Sekilas lucu memang. Entahlah siapa pembuatnya. Tapi tentu jawabannya iya. Siapa yang mau dijebak masa lalu? Karena masa lalu sering sekali jadi hantu yang memaksa hulu airmata keluar. Begitulah perbincangan dengan kawan saya saat bercerita masa lalunya. Hingga ia mengatakan “gw ga bisa ga menaruh dia di masa depan gw..”

Ooh, dramatis sekali. Sedih juga saya mendengarnya. Saya hanya bisa memberikan nasihat “Jangan gitu, kita ga tahu takdir kita dengan siapa, nanti ga bisa buka hati untuk orang lain kalau memang takdirnya bukan itu.”

Belum lagi, ucapan ulang taun yang makin macam-macam. “Semoga dimudahkan move on-nya.”

Uwow.. susah move on lagi jadi trend sepertinya. πŸ˜€ Bahkan saking susahnya kawan saya (yang lain) untuk move on, sampai jadi ucapan miladnya di grup. Saya jadi penasaran. Saya telisik lebih dalam. Hingga ternyata, orang di masa lalunya yang sudah nikah saja, hampir 3 tahun setelahnya belum move on juga.

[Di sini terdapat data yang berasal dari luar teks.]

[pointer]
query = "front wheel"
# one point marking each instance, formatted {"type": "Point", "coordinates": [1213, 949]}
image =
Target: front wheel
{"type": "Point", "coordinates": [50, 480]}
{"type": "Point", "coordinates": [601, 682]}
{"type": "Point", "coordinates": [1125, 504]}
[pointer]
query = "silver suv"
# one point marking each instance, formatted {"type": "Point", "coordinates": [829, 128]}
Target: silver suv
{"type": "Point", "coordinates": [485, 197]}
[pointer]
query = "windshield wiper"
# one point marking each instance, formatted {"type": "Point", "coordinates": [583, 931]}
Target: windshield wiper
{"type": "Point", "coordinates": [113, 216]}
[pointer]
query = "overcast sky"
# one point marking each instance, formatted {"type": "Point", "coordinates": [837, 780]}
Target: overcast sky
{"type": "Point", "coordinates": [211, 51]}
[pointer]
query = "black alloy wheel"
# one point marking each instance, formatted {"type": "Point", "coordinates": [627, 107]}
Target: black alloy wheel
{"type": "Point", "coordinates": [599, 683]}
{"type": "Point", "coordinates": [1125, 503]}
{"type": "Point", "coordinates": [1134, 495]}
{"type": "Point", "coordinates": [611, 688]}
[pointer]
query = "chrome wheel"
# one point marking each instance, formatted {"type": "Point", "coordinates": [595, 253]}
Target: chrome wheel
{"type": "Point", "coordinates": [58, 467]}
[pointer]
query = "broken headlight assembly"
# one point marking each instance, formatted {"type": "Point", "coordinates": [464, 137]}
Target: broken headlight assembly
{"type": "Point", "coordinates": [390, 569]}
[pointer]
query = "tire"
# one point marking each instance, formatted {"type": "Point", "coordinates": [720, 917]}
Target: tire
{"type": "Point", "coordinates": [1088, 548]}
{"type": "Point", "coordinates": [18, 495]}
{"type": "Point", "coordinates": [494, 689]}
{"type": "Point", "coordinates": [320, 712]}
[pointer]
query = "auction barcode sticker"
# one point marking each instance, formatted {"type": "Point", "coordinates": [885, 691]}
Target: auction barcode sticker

Kadang sedih juga melihat fenomena seperti itu. Saya sering berpikir, kalau ditakar, seberapa besar cinta orang-orang itu pada orang di masa lalunya hingga begitu. Mungiin saya terlalu polos soalan cinta. Tapi, apakah Allah tak kunjung mampu menggantikan cinta itu? Padahal justru cinta pada Allah bukan untuk jadi pengganti, melainkan menjadi utama.

Saya jadi menyadari sebuah nikmat Allah yang mungkin baru saya sadari bahwa ini adalah sebuah nikmat. Nikmat tidak pernah berharap pada satu nama. Saya tidak berani. Soal perasaan, saya ini antisipatif. Lebih baik berpikir ‘tidak mungkin, tapi sebenarnya mungkin’ daripada ‘berpikir mungkin, tapi kenyataannya tidak pernah mungkin’.

Tapi sebenarnya, bukan itu utamanya. Melainkan, karena Allah yang punya skenario hidup. Allah yang Maha patut paling dicintai. Harusnya saat kehilangan seseorang, yang jelas-jelas bukan milik kita karena ia milik Allah, kita ikhlas. Wong bukan milik kita. Dan karena kita punya kewajiban memberikan hati terbaik untuk orang yang kelak mendampingi hidup kita di masa depan. Kasihan kan, orang masa depan, cuma dapat sisa dari hati kita yang sudah habis digerogoti orang masa lalu. Hingga saya selalu bersyukur dengan nikmat Allah tadi. Gak jadi ya sudah. Akan bersama yang lain. Tidak menunggu, tidak pula berharap lagi. Menunggu bukan pilihan bagi saya. Semudah itu Allah hadirkan perasaan itu dalam hati ini. Semoga, ini bukti kecintaan Allah pada hamba-Nya. Saat hamba-Nya benar-benar pasrah pada nama siapapun. Tanpa terjebak nama A, B, atau C.